Volrath;160784 said:
Maybe not completely insane, but still reeking of bullshit. I still can't believe that people think that straight people will see gay marriage and say "Oh, what's the point?" and just decide to make a bunch of kids. By this logic, I suppose widespread gay adoption would lead to the extinction of the human race. :-/

I was very impressed by a point sixtyandaquarter made a few posts ago:



People made (and some still make) very similar "predictions" for the future of society if inter-racial marriage was allowed. There are no legal obstacles in the way of such a coupling now, and surprise! People are still getting married. These "theories" can be dropped until the cows come home, but it's painfully clear to me that they're just elaborate rationalizations of personal discomfort with issues regarding race and sexuality.

Interracial marriage wasn't that big a problem (compared to same-sex) because the end result still was the ability to birth children. It was simply taking what was already written and defined as marriage and applying it to all people. That's what anti-gay marriage folks will tell you at least from what I've read. But back on your main point...
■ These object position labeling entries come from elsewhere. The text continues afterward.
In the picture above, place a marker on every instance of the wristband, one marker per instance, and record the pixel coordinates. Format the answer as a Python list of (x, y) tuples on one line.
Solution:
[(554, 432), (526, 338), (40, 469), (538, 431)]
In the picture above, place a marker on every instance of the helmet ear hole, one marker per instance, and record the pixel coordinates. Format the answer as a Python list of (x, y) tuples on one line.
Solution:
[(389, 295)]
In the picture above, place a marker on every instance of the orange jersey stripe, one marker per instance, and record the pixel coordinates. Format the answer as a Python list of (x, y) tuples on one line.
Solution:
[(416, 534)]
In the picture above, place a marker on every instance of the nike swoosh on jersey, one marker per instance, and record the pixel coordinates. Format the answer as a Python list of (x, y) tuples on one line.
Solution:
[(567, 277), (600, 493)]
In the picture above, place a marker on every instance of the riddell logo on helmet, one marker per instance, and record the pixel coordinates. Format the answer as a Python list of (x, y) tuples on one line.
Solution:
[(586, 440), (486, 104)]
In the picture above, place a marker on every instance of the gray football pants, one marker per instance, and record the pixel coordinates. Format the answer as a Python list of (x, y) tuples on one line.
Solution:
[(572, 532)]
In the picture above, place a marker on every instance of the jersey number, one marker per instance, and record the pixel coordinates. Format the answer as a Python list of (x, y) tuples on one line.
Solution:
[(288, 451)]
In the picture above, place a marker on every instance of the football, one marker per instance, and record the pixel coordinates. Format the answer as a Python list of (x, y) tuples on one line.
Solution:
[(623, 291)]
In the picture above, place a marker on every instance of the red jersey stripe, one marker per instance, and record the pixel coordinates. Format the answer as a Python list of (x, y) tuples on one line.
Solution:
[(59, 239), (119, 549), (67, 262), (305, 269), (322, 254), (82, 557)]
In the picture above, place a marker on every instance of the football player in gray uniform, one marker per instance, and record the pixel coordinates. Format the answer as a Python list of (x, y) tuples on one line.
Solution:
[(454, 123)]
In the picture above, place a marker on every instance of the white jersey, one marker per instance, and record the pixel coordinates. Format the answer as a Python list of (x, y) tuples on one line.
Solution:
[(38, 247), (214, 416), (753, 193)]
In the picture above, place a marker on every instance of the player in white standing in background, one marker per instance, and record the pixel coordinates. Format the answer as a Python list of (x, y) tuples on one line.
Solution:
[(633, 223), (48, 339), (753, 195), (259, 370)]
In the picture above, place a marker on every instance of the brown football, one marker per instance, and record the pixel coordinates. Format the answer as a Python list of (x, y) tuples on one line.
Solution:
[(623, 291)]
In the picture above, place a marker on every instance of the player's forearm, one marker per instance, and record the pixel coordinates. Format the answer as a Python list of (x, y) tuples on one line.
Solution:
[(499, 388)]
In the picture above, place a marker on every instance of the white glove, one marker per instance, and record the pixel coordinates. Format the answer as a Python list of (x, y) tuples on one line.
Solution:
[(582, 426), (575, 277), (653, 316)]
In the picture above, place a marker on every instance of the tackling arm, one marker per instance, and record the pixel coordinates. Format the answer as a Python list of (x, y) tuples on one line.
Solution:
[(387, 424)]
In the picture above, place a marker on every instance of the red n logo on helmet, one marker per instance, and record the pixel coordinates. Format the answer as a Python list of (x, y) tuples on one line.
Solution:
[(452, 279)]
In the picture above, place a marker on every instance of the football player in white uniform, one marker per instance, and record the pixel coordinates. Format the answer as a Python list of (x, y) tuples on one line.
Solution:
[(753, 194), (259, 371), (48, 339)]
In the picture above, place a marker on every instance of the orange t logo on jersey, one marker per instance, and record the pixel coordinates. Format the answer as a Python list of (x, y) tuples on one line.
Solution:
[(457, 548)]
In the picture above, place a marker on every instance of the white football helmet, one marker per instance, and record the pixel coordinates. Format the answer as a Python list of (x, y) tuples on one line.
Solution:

I'm trying to come up with the link between gay marriage and an increase in children born out of wedlock. I think it might have to do with marriage no longer being viewed as a pure family venture. Yes, the elderly and impotent still get married anyway, and have great marriages, but it's the minority. Besides, there's a great pressure from society to get married and have kids. It's seen as all part of the "American Dream" (or at least an aspect of it.) At least that's all I can think of right now. Too tired to really care about this topic anymore seeing as there are no real counter-arguments.